1Sa 2:22-23 Now Eli was very old; and he heard all that his sons were doing to all Israel, and how they lay with the women who served at the doorway of the tent of meeting. (23) He said to them, “Why do you do such things, the evil things that I hear from all these people?
Eli’s sons were extremely wicked, so much so that eventually the Lord killed them. But this evil had gone on for a long, long time. Even here in his old age, Eli still didn’t take the action God required of him. He weakly said, “Why do you boys do such things?” Eventually, the Lord severely rebuked Eli:
1Sa 2:29 ‘Why do you kick at My sacrifice and at My offering which I have commanded in My dwelling, and honor your sons above Me, by making yourselves fat with the choicest of every offering of My people Israel?’
Eli was guilty. He actually had been participating in their sins because he was honoring his sons above the Lord.
Now there are some parallels here which we ourselves need to face up to. When we are in a relationship of some type (marriage, friendship, etc) with a RASN (reviler, abuser, sociopath, narcissist), we most often pretend. By this, I mean that we overlook, we deny, we assume, we excuse. I have done this far more often than I would like to admit and I bet most of you have too.
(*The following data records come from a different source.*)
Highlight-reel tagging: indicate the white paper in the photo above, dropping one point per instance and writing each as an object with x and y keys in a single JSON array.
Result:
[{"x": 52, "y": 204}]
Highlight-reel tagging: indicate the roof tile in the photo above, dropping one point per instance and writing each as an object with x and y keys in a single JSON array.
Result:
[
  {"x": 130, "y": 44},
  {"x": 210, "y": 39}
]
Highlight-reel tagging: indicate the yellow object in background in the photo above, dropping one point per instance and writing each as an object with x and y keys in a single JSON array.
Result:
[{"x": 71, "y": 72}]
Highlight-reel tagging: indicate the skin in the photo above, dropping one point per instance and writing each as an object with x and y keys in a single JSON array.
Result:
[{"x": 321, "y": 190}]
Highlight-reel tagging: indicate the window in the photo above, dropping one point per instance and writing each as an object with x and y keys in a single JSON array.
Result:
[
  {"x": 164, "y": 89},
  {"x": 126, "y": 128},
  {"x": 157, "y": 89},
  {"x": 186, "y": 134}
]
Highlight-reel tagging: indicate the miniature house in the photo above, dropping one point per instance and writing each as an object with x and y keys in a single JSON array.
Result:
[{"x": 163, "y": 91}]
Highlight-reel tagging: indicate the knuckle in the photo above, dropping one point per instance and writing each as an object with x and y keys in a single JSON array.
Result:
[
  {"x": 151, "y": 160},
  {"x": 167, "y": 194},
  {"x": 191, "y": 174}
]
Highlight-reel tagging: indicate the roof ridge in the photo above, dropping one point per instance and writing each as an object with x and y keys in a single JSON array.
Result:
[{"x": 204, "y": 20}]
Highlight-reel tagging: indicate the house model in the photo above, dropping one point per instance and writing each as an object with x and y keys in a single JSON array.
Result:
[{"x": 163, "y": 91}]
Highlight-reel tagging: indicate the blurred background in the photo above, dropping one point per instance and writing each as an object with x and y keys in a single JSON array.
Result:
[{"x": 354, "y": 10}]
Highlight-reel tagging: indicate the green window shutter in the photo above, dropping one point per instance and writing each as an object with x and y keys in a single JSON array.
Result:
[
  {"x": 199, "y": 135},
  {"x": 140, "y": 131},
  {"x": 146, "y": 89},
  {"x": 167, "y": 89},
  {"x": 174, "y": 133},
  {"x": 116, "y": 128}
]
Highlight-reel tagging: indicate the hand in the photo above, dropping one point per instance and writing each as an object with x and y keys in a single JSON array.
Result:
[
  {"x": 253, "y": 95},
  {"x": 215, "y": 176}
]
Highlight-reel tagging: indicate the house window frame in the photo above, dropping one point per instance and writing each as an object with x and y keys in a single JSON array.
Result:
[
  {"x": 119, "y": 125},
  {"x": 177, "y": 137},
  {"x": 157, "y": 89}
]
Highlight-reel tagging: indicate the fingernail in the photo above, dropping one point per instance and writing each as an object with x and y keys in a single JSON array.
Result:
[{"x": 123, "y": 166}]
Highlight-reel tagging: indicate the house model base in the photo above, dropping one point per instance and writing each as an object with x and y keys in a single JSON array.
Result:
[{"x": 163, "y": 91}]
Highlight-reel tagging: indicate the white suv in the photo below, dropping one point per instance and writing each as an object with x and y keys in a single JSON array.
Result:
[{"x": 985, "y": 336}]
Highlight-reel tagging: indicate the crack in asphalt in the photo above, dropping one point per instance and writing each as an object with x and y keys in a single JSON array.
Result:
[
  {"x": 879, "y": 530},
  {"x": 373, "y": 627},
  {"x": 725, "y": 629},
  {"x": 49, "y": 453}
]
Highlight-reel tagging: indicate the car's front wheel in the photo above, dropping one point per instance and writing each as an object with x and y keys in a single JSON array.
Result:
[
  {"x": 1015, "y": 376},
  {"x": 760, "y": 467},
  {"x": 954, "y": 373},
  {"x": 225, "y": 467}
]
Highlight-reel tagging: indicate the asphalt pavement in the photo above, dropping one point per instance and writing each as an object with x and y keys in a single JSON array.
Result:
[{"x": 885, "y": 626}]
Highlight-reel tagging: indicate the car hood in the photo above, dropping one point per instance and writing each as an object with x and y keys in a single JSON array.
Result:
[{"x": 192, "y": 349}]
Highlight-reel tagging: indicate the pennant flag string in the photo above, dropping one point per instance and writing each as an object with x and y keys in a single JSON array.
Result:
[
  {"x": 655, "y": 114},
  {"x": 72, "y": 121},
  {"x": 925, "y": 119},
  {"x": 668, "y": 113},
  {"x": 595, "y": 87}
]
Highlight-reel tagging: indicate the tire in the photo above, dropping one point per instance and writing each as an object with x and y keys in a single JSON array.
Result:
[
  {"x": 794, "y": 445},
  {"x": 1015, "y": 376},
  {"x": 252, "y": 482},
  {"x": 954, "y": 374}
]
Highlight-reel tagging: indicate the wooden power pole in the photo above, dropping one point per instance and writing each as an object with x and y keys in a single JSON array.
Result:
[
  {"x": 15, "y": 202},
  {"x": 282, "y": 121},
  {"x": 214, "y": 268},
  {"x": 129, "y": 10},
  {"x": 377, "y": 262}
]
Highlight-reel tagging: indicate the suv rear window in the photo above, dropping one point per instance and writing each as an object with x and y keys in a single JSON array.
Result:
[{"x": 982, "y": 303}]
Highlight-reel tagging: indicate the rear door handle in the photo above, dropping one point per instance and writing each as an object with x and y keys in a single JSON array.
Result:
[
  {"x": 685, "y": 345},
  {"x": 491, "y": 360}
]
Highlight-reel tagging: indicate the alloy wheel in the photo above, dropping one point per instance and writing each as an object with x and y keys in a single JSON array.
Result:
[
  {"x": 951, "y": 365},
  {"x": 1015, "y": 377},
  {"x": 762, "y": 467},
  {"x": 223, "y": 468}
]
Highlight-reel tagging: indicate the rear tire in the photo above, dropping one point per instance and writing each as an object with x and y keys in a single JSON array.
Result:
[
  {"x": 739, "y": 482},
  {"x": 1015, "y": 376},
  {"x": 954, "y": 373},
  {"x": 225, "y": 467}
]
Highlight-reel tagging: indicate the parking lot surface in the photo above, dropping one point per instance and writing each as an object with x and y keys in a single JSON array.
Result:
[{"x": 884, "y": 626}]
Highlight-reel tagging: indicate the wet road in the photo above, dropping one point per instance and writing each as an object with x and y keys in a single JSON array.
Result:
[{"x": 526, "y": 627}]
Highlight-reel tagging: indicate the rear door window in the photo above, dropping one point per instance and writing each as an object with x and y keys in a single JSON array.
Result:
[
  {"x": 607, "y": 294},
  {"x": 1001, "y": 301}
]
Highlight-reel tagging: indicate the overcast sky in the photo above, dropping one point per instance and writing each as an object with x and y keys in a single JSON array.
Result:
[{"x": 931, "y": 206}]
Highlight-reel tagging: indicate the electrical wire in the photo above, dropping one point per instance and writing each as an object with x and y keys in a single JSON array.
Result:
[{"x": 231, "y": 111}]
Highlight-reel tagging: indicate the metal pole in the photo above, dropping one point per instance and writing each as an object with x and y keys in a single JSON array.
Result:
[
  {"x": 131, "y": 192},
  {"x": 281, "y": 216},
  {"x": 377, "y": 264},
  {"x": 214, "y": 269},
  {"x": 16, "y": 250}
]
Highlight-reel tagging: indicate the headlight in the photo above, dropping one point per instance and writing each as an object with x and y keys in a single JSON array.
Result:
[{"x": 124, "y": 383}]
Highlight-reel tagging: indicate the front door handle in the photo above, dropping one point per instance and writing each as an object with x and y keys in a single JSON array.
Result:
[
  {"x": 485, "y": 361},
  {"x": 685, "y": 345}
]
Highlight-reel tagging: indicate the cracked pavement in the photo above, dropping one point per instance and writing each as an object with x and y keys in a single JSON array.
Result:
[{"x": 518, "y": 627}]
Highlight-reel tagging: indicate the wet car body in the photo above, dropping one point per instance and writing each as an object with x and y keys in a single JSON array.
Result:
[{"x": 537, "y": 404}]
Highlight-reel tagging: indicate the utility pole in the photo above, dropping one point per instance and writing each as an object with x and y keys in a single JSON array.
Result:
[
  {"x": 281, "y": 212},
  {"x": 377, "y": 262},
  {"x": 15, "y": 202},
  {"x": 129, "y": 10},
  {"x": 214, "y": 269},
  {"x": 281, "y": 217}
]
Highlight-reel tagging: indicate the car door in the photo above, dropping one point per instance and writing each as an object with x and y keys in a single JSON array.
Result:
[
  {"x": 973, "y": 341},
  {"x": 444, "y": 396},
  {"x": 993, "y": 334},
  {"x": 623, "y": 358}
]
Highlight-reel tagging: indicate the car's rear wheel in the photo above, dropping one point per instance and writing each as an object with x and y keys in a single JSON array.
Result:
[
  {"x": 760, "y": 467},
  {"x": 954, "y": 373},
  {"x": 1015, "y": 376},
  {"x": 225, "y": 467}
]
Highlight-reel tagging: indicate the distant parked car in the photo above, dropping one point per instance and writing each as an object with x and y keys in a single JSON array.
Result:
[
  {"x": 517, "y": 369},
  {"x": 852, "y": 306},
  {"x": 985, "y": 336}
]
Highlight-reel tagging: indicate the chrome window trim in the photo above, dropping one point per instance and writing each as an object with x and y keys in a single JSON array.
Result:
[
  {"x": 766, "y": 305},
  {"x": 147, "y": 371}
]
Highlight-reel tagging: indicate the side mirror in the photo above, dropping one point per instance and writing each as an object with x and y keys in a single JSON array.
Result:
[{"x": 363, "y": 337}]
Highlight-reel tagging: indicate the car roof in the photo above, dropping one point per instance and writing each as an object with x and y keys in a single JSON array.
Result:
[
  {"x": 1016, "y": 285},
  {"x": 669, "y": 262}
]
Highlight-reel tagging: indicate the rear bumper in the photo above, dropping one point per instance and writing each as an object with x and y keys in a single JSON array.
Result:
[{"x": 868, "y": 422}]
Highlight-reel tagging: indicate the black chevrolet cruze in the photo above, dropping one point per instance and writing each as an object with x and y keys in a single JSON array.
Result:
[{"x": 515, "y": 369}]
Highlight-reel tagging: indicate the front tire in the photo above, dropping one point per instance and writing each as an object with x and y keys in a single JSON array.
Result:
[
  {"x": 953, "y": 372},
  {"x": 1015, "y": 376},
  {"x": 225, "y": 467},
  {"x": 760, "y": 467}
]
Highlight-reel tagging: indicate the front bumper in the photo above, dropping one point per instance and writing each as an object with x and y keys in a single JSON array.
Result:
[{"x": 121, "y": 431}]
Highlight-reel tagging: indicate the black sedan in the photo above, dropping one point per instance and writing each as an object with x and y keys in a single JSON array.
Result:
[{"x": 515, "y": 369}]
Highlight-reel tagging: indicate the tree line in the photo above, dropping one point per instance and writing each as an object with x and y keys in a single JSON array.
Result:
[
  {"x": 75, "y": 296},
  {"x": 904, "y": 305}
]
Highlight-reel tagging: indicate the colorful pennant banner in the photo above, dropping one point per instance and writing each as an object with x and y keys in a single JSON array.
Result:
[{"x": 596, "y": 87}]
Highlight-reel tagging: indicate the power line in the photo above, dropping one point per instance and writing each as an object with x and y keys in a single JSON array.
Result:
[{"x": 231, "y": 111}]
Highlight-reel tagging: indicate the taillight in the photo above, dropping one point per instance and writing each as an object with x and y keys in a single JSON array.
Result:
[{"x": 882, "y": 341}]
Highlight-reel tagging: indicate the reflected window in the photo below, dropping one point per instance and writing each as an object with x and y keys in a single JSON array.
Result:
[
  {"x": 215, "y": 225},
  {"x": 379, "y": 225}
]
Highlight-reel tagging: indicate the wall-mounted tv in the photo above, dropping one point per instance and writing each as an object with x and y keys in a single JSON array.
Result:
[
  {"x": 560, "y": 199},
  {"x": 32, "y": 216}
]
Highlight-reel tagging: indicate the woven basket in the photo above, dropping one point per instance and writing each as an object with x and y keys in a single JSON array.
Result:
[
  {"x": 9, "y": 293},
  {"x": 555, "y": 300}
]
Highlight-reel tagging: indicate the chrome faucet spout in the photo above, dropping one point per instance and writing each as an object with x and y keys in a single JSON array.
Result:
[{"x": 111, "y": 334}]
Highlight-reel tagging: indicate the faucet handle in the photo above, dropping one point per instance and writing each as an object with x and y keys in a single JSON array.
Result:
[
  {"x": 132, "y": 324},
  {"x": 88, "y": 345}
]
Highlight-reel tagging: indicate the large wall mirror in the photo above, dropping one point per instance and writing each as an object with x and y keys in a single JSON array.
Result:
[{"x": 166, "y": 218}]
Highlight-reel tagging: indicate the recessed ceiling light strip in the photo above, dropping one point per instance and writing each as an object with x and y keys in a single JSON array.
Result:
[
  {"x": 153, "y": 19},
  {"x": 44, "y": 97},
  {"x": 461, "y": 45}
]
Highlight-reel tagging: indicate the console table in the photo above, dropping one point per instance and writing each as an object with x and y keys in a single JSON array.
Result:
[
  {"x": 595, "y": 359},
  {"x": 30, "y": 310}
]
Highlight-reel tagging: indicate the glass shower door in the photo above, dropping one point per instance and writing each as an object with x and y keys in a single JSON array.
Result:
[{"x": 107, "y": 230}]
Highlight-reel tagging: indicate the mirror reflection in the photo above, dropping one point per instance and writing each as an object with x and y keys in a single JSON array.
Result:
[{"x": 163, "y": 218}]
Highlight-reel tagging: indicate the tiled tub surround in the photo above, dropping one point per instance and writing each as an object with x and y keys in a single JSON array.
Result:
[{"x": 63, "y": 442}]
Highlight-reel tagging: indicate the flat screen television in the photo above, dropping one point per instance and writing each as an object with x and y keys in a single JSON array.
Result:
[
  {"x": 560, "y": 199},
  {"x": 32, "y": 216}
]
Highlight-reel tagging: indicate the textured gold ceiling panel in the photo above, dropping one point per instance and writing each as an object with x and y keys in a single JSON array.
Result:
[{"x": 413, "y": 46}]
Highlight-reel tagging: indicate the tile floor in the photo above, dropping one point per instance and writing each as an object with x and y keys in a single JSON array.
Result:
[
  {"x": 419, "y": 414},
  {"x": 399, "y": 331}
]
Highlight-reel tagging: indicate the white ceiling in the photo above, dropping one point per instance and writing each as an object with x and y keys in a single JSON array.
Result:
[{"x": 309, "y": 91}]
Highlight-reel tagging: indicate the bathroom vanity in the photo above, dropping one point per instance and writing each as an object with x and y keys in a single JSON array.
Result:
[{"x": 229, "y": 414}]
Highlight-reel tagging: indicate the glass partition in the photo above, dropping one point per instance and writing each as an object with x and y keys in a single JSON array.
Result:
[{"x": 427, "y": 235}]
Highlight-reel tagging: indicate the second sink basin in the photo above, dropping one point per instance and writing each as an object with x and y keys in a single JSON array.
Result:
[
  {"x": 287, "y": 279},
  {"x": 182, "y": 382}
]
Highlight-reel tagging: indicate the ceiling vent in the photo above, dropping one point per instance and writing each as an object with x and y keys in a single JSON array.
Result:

Now, there may well have also been elements of commendable motives in this pretending (ie, pretending that things aren’t so bad or that the red flags are imaginary) – commendable motives such as patience, love, forgiveness, and so on. But when the problem exists because we are dealing with a RASN, this all becomes pretending. Living a fiction – a lie, if you will. So, why is this? Why do we pretend?
I can tell you why I have pretended in the past – 1) I was naive as to the nature of evil – and this evil is so deceptive I didn’t see it, 2) I didn’t want to believe the person was a RASN, 3) I almost subconsciously realized that to confront the person would result in a blowup, a war – because RASN’s are always sending out wavelengths of “don’t ever cross me or say anything negative about me, or else,” 4) there were benefits to the relationship which would certainly dissolve if I didn’t keep up the pretense, 5)…….you can probably add to the list yourself.
It is not an easy thing to admit that a person who we believed was our friend, who we thought loved us, and who we depended upon for many things, is in fact wicked. A counterfeit. That the “love” was just a fiction and that if we confront the person with the evidence we have been ignoring for a long time, we are going to suffer great loss. Loss of friendship. Loss of perhaps even custody of children. Loss of our job. Loss of friendships of other people.
So is it any wonder that we pretend? Eli knew, and yet he pretended. And in the end he and his sons perished. Eli participated in his sons’ sin. I have known pastors’ wives who chose to pretend rather than to confront the hypocrisy and abuse of their husband. In so doing, they eventually become participants in the hypocrisy.
I have been guilty of this kind of pretending in years past. I have not said, for example, “you are trespassing in my life. You are violating the boundaries of my personhood by trying to have power and control which you have no right to.” With the Lord’s help, I do not intend to keep doing that.